Hepatocellular Carcinoma Clinical Trial
Official title:
Combining Radiation Therapy With Anti-PD-1 for Patients With Advanced Hepatocellular Carcinoma (RT+PD-1-HCC)
Hepatocellular carcinoma (HCC) is a common malignancy, and its incidence is expected to
increase in many countries in coming decades. Approximately 70-80% of newly diagnosed HCC
patients already have advanced disease. Sorafenib and lenvatinib are recommended as
first-line options for advanced HCC, the median overall survival of the patients with
advanced HCC receiving sorafenib reached 10.7 months. Based on the results of phase II
clinical studies and the recommendation of guidelines, the PD-1 monoclonal antibody, such as
nivolumab and pembrolizumab, have been approved to treat the patients with advanced HCC by
the FDA. PD-1 monoclonal antibody has been recommended as a second-line therapeutic strategy
for HCC in the 2018 CSCO guidelines for the diagnosis and treatment of primary liver cancer.
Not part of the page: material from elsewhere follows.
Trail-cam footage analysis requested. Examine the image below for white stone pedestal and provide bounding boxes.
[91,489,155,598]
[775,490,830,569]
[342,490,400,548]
However, the results of existing studies indicate that the objective response rate (ORR) of
first-line PD-1 antibody therapy for patients with advanced liver cancer is about 20%.
There is a growing recognition of radiation-induced cancer cells-external tumor control
mechanisms, in which radiation therapy(RT) contributes not only to local control of target
lesions, but also to the control of metastases away from the treatment site. In recent years,
RT combined with immunotherapy as a new treatment method has achieved certain curative effect
in some patients with metastatic cancer. Therefore, it is interesting to investigate the
efficacy of combining radiation therapy plus systemic anti-PD-1 immunotherapy for patients
with advanced hepatocellular carcinoma.